This is horrible, horrible reasoning. It is the old broken window fallacy, which we see trotted out by otherwise intelligent people anytime there is a natural disaster. These people say that destruction is an economic boost, as we busily rebuild what was lost.
It’s a shame people continue to repeat this. The great economist Frederic Bastiat killed this idea decisively in an 1850 essay, “That Which Is Seen and That Which Is Unseen.” It remains a classic essay on economic reasoning.
In his usual witty manner, Bastiat wrote a parable about a boy who breaks a window. The “seen” is the glassmakers who have new business they didn’t have before. That’s what people like Kotok focus on. But as Bastiat wrote:
“It is not seen that as our shopkeeper has spent 6 francs upon one thing, he cannot spend them upon another. It is not seen that if he had not had a window to replace, he would, perhaps, have replaced his old shoes, or added another book to his library. In short, he would have employed his 6 francs in some way, which this accident has prevented.”

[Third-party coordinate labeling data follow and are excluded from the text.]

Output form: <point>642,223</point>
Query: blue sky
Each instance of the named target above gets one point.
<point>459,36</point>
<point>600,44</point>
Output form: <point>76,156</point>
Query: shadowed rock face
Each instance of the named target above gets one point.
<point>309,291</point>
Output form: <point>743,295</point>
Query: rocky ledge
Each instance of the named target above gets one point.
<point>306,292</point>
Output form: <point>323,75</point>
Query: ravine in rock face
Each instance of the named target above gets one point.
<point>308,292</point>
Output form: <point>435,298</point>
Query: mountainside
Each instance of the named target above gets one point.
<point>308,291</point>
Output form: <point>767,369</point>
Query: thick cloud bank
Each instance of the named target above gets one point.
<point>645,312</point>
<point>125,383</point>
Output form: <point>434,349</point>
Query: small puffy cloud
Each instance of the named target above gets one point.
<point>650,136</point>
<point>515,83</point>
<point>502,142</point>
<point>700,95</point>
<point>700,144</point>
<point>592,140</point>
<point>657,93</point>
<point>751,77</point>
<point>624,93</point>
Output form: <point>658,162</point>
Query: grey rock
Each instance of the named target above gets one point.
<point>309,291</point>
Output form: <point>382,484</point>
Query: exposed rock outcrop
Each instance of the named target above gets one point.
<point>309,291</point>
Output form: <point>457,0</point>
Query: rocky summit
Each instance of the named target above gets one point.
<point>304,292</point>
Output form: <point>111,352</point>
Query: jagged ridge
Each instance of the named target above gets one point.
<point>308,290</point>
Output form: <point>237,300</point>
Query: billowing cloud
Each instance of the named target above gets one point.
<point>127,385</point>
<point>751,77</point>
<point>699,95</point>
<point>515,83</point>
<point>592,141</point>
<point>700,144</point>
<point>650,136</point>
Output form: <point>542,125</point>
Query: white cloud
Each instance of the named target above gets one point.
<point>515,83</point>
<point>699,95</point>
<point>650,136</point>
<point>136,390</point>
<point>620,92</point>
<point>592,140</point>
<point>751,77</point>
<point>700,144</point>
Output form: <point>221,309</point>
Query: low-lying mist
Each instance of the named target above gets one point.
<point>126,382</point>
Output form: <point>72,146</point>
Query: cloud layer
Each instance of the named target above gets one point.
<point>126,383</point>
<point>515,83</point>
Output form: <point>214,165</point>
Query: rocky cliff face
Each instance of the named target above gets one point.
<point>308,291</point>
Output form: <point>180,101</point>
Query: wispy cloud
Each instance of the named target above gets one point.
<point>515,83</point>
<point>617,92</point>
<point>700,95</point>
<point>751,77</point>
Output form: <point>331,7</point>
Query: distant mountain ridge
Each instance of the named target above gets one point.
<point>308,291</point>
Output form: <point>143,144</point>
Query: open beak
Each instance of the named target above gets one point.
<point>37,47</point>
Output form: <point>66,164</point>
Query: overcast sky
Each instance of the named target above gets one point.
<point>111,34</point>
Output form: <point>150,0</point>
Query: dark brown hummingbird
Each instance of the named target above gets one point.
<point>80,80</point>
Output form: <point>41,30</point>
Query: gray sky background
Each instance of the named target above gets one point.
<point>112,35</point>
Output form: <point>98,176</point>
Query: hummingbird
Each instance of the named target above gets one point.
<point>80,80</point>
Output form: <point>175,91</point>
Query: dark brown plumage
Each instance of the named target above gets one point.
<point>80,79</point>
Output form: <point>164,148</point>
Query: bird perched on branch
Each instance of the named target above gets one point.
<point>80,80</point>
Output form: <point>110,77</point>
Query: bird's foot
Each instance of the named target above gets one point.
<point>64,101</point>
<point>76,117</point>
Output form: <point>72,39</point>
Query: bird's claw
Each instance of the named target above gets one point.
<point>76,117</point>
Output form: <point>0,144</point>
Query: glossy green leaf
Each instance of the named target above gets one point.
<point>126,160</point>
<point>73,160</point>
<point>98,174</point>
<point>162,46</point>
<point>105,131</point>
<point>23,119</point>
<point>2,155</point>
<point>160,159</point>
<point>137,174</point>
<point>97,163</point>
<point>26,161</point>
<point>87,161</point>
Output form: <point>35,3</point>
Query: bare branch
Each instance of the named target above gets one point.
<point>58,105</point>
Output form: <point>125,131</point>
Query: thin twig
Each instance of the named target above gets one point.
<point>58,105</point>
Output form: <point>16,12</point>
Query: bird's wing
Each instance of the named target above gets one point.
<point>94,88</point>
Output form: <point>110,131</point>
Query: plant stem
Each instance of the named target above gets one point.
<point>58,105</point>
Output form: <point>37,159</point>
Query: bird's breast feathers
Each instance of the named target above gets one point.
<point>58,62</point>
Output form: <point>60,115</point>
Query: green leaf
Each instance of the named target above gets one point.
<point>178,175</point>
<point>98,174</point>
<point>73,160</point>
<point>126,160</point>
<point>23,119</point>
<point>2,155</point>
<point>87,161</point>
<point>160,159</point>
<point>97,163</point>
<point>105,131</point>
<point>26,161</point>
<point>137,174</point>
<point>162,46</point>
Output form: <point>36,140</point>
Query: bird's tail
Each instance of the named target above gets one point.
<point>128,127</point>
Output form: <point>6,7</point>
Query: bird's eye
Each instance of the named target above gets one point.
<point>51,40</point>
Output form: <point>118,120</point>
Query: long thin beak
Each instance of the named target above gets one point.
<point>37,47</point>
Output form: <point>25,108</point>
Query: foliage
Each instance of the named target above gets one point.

Kotok’s point about federal assistance is particularly depressing, because he seems unable to recognize that this is simply money taken from someone else.
Please don’t fall for the broken window fallacy. And please correct anyone you hear using it. It seems the first step in basic economic literacy. Hurricane Irene was a dead loss for the economy. Period.
By the way, Frederic Bastiat is an old favorite of mine and was influential in shaping my economic views early on. I have a handsome two-volume collection of his works, put out by the Ludwig von Mises Institute. I highly recommend the set for anyone looking for sound logic applied to economic questions. Bastiat is enjoyable to read and not like any economist you’ve ever read.
Our friends at Laissez Faire Books will take 20% off Political Economy — collected Bastiat essays — including “That Which Is Seen and That Which is Unseen.”
Claim your discount by going to this link.
For those not inclined to read that much, I recommend Henry Hazlitt’s Economics in One Lesson. Hazlitt devotes a whole chapter to the broken window fallacy. His book is my No. 1 recommendation for anyone looking to learn the key ideas of economics. It’s a classic.
Laissez Faire Books will give you 20% off when you go here.
Now, let’s turn our attention to the volatile stock market...
The market is rallying off its recent lows. This rebound is surprising if you focus on the bad economic news and the potential for another recession. But it’s not surprising if you look at stocks compared with what else you might do with your money.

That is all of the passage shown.